Why we need more financing to achieve quality education for all
Focused on the most pressing issues that education faces today, the Global Education Meeting, ended with two main take-aways: the need to mobilize more resources to achieve SDG 4 and have major education funders align their financing behind strong education plans.
December 04, 2018 by Raphaelle Martinez, GPE Secretariat, and Michael Ward, OECD
4 minutes read
Girl sits on outside porch steps reading a book. Honduras.  Credit: GPE/Paul Martinez
Girl sits on outside porch steps reading a book. Honduras.

Credit: GPE/Paul Martinez

Yesterday, representatives from multilateral organizations, civil society, philanthropic foundations and the private sector gathered in Brussels for the Global Education Meeting (GEM) – a conference, convened by UNESCO, that focuses on the most pressing issues facing education today.  For the first time since the adoption of the Sustainable Development Goal for Education (SDG 4) in 2015, policy makers and education experts came together to take stock of the progress made towards achieving this goal, and the challenges that remain. Their discussions couldn’t come at a more critical time.

A learning crisis that needs to be fixed

The world today is facing a learning crisis, with more than 260 million children, adolescents and youth not in school, and 617 million (six out of ten) not being able to read a simple sentence or perform basic maths.

Yet education remains critically underfunded across the world. If we are to achieve SDG 4, low- and lower-middle-income countries will need to close an annual funding gap of US$39 billion. It is therefore urgent to explore current trends in education financing, and to identify challenges and opportunities to invest in quality, equitable education.

Investment is key

This is exactly what we did in one GEM workshop, which focused on how to bridge the funding gap to achieve SDG 4. The workshop brought together representatives of the Global Partnership for Education and the OECD, as well as UNESCO colleagues and representatives from a wide range of countries: Bangladesh, Brazil, China, France, Kenya, Mongolia and Norway. Representatives from civil society and private foundations also participated in the workshop.

We discussed three key issues:

  • How to increase domestic resources for education without adding to the burden of poor households
  • How to increase international resources for education and improve aid delivery mechanisms
  • How to allocate and use resources for education more effectively to ensure equity.

The workshop opened with an overview of current trends in education financing, including the latest data on aid to education, and domestic resource mobilization and spending. We also explored which funding policies lead to better quality and equity in education. Participants recommended policy solutions to ensure that funding to achieve SDG 4 not only increases dramatically but is effectively allocated and targeted to reach countries and populations with the greatest needs.

Mobilizing more domestic resources for education

We also examined how to mobilize greater domestic resources, and effectively distribute them to help achieve countries’ educational objectives. Countries still need to do more to meet their commitments on education spending, while focusing on spending resources well and ensuring that they reach the most marginalized populations, including migrants.
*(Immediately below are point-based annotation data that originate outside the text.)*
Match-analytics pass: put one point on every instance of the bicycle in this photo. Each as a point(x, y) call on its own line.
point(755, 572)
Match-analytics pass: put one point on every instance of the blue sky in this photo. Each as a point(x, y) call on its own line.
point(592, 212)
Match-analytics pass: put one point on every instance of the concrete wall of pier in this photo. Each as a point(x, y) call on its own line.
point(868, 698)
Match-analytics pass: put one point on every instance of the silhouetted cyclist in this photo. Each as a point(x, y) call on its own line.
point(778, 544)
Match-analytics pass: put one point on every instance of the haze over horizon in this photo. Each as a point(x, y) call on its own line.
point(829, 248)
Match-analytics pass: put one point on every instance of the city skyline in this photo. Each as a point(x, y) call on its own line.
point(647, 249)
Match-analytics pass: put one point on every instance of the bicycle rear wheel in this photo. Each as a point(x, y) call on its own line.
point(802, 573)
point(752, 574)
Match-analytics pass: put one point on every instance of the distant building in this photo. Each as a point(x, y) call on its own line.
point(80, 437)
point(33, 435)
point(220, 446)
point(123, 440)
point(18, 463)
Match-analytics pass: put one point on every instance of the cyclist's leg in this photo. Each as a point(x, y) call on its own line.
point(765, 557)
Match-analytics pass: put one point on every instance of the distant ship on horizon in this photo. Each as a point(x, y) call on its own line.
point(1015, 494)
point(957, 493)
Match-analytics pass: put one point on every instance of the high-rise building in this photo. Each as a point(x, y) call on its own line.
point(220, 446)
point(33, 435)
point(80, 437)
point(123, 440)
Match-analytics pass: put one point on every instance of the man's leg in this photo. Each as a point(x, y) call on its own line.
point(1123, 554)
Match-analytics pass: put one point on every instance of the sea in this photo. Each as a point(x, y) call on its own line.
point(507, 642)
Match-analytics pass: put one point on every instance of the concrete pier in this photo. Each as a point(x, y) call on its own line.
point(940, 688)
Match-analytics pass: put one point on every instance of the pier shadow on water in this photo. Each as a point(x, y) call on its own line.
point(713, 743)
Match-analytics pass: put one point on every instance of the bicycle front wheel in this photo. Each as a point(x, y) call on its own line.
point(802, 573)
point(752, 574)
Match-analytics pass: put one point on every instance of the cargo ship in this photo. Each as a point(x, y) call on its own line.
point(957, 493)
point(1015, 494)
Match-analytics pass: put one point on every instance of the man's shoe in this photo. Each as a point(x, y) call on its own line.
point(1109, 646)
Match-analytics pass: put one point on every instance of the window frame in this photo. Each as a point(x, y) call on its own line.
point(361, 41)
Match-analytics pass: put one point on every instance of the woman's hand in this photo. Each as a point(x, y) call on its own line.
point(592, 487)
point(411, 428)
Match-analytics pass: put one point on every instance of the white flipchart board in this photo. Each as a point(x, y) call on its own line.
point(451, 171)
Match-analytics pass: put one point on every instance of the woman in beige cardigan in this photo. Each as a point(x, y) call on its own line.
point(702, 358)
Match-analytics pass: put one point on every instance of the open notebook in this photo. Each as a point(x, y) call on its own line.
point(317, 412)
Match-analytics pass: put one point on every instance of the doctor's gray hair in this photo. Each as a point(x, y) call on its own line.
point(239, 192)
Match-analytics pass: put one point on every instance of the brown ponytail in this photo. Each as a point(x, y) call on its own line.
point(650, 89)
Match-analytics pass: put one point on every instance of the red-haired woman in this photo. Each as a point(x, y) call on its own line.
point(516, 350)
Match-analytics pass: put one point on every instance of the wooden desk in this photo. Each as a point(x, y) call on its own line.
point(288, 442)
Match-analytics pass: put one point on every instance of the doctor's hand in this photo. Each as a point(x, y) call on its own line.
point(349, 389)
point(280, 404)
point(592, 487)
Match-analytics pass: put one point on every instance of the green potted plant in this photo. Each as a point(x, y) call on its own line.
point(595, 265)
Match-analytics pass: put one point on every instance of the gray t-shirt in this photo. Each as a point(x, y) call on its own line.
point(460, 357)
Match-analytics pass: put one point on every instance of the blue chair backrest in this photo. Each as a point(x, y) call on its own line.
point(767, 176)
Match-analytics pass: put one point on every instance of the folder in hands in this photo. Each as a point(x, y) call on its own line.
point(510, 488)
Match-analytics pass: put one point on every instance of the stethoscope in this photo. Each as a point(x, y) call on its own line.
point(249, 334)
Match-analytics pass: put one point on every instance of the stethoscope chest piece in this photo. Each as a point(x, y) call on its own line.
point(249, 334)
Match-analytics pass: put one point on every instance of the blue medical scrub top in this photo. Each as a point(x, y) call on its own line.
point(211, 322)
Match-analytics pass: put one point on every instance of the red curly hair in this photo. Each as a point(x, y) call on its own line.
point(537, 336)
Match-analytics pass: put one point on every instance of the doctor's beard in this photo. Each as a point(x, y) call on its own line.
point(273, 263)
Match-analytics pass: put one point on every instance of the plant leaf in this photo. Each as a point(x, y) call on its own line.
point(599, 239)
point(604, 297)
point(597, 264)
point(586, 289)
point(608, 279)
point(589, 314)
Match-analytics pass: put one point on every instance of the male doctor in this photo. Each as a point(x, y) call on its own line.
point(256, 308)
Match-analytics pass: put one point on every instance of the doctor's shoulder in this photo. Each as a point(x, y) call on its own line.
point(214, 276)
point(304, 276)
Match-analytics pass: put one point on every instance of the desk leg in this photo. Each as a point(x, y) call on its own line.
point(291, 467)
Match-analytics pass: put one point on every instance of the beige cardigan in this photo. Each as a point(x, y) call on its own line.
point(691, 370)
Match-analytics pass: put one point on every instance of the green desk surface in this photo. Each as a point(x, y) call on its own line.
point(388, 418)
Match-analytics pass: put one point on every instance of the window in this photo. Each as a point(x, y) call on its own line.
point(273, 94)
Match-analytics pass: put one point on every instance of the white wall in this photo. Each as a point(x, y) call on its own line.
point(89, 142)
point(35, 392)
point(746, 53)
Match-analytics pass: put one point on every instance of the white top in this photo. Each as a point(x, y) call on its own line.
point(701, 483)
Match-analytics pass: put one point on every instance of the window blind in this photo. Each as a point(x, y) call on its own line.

Domestic resources account for most global education expenditure, and their share is rising thanks to increased tax revenue. But national governments are not prioritizing education, and education budgets are not reaching those in greatest need. As a result, the household costs associated with education remain a disproportionate burden for families who cannot afford to send their children to school.

Innovative mechanisms to increase aid for education

Development assistance plays a key role, as well. Aid to the education sector, by both volume and as a share of total aid, has reached its highest levels since 2002. But current levels are still not enough to close the US$39 billion annual financing gap to achieve SDG 4, and humanitarian aid to education still falls short of the recommended 4% of all humanitarian aid. We discussed what must be done to reverse these trends, including innovative, non-traditional sources of development assistance, results-based aid and triangular cooperation.

Key messages

At the end of our discussions, our moderator, Fanny Benedetti of the Ministry of Foreign Affairs of France, summarized the main takeaways from our workshop. She noted that the world needs to mobilize additional resources and increase domestic spending for education. Heads of state and finance ministers must take the lead on this, and donor countries must mobilize more foreign assistance for education.

Donors must honour their commitment to aid targets (0.7% of GNI) and allocate at least 10% of their development assistance to education. Ms. Benedetti also identified the need for national governments to more effectively allocate and deploy domestic and foreign resources for education, targeting those who are most disadvantaged. Peer learning among countries can help meet this goal.

By the end of the GEM, it became clear that if we are to achieve SDG 4, the international community will need to draw from both domestic and international resources, as well as non-traditional sources. Most importantly, to have the most sustainable impact, it is critical for all major funders of education – governments, aid agencies, philanthropic organizations and the private sector – to align their financing behind strong national plans to provide free, and quality education for all.